Kyle Shannon has a Sunday ritual: kicking back in his St. Paul home, watching football.
After losing a job as an environmental consultant about a year ago, Shannon developed another, less relaxing ritual, one that he finds hard to stop.
"My habit is to get online and immediately go to job Web sites. And I found myself doing that and telling myself, 'Wait a minute, I don't have to do this anymore,'" Shannon said.
Shannon, 30, recently got a job advising homeowners about their energy use with the Center for Energy and Environment. Over the summer, he took a certification course to pursue that career path.
After a nearly year-long job hunt, Shannon was delighted to land the kind of work he feels passionate about.

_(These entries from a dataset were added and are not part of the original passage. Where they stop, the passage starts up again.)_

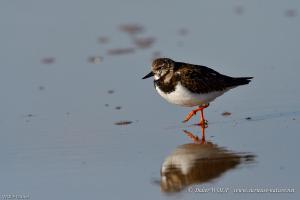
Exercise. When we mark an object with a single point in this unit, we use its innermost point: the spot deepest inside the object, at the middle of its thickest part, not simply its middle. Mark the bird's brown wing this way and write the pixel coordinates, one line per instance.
(201, 79)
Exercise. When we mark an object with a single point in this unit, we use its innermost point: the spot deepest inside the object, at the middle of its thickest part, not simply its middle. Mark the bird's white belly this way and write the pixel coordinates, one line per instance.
(182, 96)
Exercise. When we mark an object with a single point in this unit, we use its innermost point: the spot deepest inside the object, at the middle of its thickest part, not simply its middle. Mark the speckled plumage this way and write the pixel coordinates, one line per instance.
(188, 84)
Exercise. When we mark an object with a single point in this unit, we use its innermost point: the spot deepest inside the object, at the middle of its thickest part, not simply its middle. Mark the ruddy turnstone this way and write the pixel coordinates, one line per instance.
(191, 85)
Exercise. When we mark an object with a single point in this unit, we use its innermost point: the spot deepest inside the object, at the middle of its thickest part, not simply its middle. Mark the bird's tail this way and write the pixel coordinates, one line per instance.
(242, 80)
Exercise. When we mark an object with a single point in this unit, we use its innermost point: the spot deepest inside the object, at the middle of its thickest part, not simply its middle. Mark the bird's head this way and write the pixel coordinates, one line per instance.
(160, 67)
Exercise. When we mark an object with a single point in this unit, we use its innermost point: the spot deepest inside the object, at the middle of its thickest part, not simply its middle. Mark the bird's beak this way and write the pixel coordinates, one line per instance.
(148, 75)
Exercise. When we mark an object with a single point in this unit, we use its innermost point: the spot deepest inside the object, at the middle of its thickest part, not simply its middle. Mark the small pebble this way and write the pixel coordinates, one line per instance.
(123, 123)
(95, 59)
(226, 113)
(48, 60)
(118, 107)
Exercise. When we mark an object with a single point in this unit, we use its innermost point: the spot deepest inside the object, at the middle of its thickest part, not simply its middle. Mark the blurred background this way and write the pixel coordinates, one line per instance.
(77, 121)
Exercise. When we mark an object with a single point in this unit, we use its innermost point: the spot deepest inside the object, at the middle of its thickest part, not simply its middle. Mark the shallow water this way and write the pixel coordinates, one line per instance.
(59, 107)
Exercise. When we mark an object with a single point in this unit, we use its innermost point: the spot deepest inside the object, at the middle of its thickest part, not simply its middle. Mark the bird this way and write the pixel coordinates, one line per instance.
(191, 85)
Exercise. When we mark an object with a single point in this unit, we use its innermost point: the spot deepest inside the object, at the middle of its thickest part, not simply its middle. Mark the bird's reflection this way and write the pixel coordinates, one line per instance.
(197, 163)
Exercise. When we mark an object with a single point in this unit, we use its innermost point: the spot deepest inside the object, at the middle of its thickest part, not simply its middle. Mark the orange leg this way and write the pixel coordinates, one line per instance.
(203, 122)
(195, 138)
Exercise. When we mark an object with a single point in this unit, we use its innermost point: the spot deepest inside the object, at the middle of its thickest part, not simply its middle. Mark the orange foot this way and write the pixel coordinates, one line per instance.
(203, 122)
(195, 138)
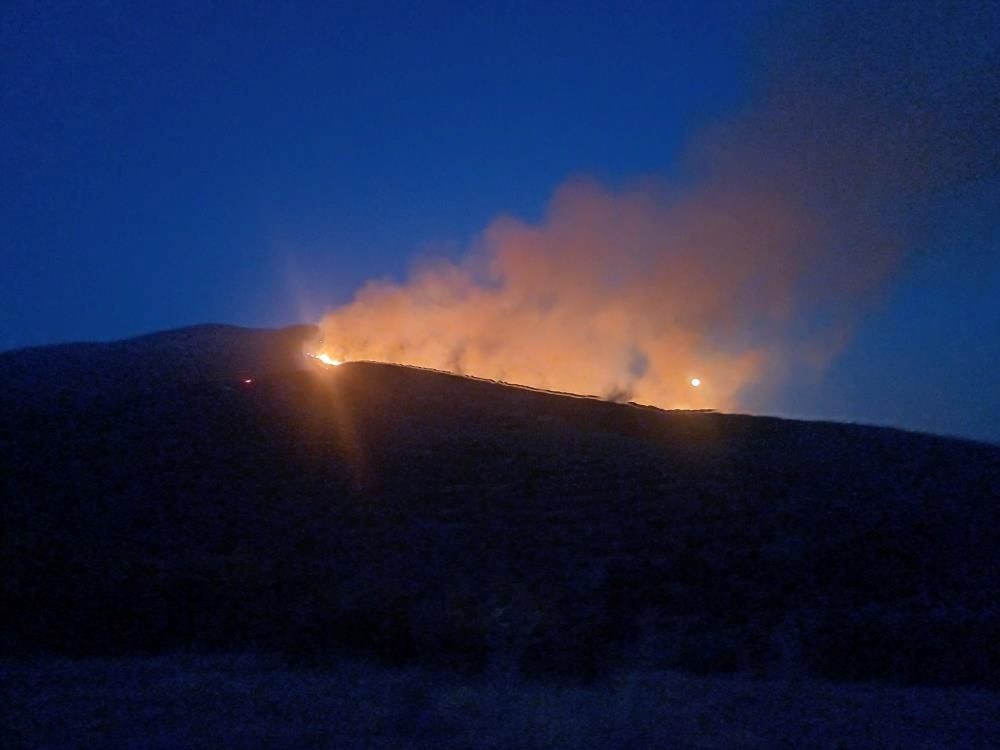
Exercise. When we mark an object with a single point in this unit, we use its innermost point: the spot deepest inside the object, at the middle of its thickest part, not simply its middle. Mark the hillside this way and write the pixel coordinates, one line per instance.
(152, 500)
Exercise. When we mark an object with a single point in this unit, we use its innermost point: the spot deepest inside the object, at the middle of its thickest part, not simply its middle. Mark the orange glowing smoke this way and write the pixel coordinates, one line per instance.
(620, 295)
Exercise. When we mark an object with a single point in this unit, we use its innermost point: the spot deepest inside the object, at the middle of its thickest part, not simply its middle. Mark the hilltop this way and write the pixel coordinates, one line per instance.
(153, 500)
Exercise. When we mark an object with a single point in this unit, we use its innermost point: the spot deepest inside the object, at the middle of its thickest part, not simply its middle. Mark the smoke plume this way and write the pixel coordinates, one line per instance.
(760, 257)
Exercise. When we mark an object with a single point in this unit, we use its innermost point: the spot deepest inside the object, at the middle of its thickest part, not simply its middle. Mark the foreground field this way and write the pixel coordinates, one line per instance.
(186, 701)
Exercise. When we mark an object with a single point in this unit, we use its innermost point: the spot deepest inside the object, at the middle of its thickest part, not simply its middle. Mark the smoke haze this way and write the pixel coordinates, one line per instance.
(761, 257)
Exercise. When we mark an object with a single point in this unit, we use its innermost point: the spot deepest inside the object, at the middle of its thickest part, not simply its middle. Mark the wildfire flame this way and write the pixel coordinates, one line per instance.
(326, 359)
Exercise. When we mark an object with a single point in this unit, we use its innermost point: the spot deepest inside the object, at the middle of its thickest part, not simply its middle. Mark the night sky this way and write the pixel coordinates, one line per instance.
(163, 165)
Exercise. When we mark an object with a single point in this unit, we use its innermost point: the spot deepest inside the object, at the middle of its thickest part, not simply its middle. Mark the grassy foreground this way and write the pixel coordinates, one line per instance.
(237, 701)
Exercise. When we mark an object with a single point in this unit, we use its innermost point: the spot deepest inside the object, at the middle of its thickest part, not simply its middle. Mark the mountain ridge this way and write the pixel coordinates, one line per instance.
(395, 511)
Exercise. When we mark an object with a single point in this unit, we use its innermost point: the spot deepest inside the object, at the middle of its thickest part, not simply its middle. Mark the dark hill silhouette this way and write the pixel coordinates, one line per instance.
(152, 500)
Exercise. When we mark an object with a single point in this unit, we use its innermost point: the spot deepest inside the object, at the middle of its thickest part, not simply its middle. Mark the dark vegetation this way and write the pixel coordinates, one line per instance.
(153, 501)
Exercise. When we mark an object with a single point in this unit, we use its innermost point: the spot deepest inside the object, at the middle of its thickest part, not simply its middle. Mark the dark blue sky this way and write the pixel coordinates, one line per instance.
(167, 165)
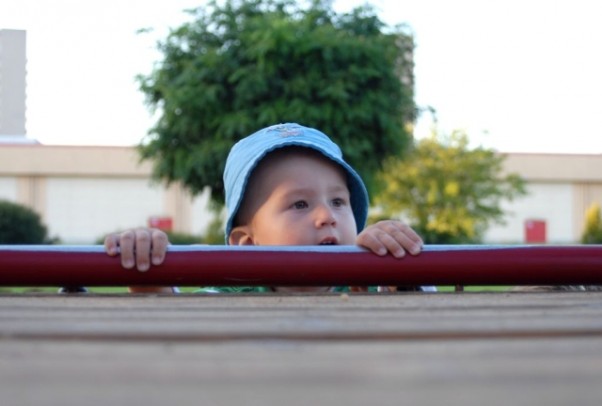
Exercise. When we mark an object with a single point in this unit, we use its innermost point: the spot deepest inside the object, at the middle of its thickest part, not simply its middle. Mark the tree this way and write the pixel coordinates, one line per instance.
(20, 225)
(448, 192)
(244, 65)
(593, 226)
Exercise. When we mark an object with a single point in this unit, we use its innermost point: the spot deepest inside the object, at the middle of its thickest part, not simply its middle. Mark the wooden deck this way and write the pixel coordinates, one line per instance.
(397, 349)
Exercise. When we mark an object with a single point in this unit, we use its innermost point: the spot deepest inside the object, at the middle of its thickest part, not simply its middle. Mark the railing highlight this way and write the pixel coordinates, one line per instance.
(306, 266)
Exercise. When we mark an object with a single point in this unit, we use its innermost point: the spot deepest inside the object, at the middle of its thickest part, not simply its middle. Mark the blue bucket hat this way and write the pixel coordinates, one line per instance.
(246, 154)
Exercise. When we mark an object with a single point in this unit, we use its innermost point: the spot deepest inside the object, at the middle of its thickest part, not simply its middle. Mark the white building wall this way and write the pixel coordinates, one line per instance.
(550, 202)
(200, 216)
(8, 188)
(82, 210)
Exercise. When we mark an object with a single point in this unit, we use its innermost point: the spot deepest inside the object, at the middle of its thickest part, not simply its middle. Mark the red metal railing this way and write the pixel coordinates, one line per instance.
(296, 266)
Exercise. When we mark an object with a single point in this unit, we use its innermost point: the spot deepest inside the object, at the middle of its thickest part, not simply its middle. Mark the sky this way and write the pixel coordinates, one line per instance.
(516, 75)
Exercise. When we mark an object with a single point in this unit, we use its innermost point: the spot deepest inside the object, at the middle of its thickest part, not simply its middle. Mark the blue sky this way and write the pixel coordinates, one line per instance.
(517, 75)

"I feel like I'm helping people, and people are becoming more aware of easy ways to reduce energy use, water use in their home," he said.
For now, Shannon will have to reduce his consumption as well. He's earning 33 percent less than what he made at his last job. He's not too worried about it now. With income from a tenant, he can still afford his mortgage.
"It's not necessarily a problem. I think I'll enjoy this job more so than the previous job, so I think it'll be more rewarding. But yes, the pay is definitely a lot less," he said.
Some workers in Shannon's situation may not suffer such sizable earnings reductions, but many do according to several economists' research. Till von Wachter, an economist at Columbia University, co-authored one such study that examined workers who suffered mass layoffs in the 1982 recession (pdf).
"What we find is that losing a job from a stable employer leads to losses in earnings that are very severe initially -- about 30 percent -- and last a very long time," von Wachter said. "Meaning the loss is still present 15 to 20 years after the displacement, and of an order of magnitude of 15 to 20 percent."
Another important study by Princeton University economist Henry Farber found more modest earnings losses after layoffs.
Farber looked at full-time workers who were displaced between 1981 and 2003 (pdf). His research only considered workers who went on to find full-time work, so their earnings losses were not as steep as some identified in other studies. On average, Farber says displaced workers who find new full-time jobs earn about 13 percent less than at their lost job.
The loss is higher -- more like 17 percent-- when you consider their "foregone earnings increase," or, as Farber puts it, "the loss in the sense of never having realized about a 4 percent increase in earnings that people who didn't lose their jobs enjoyed."
Much of the research on the subject of post-layoff earnings losses shows certain factors can play a mitigating role. Workers with a college degree tend to catch up faster. Age matters, too. Younger workers suffer smaller losses and bounce back more fully from earnings losses than older workers do.
Mary, 50, of St. Cloud, got laid off from a job early in the recession in April 2008. She has a new job and didn't want to use her last name because she's afraid of reprisal from her employer. She went from earning $40,000 at her old job to $28,000 in her current work. Her husband took a pay cut last year as well.
"You start at the bottom all the time," she said. "You have to learn your job, you have to learn all their systems, you have to learn all their people, you have to hit the ground trying to run. And as you get older, that gets harder."
Mary and her husband are empty-nesters. They're cautious planners, so they're not in dire straits, but they're finding it tough to follow through on some dreams, like building a new house. They're delaying dental and eye care to save money, and Mary's working two side jobs.
Mary's frustrated that her income hasn't grown steadily over the years.
"You think you're going to get with a company and learn a job and progress, or you would see a job at another company, that you would move forward, you would always be building," she said. "But ever since I got out of college. I've had several jobs, and there's always layoffs."
Von Wachter said if workers take lower paying jobs to get back to work, they should not give up their hunt for better-paying jobs.
Von Wachter acknowledges that process could take several years. It might seem demoralizing, but on the other hand, regaining lost wages is not impossible.
"If you do have the resources and the time and energy to stick in there, you might be doing better than what we describe in our sample," von Wachter said.
On the other hand, Farber cautions against workers rushing into the first low-paying job offered.
"You get into a cycle of moving from job to job. The unemployment insurance program is designed to give them the breathing room to find a good match to find a decent job," he said.
Both von Wachter and Henry Farber say while earnings losses can be devastating for individuals, they do not have a negative impact on the broader economy.
Farber and von Wachter doubt that earnings losses suffered by laid-off workers will be worse in this recession compared to other ones, but Farber does believe a future study of this recession's overall employment picture will prove it to be worse than past downturns.
"I believe what could well wind up happening is that a substantially smaller fraction of the job losers will have found work at all, and even a smaller fraction will have found full-time work," he said.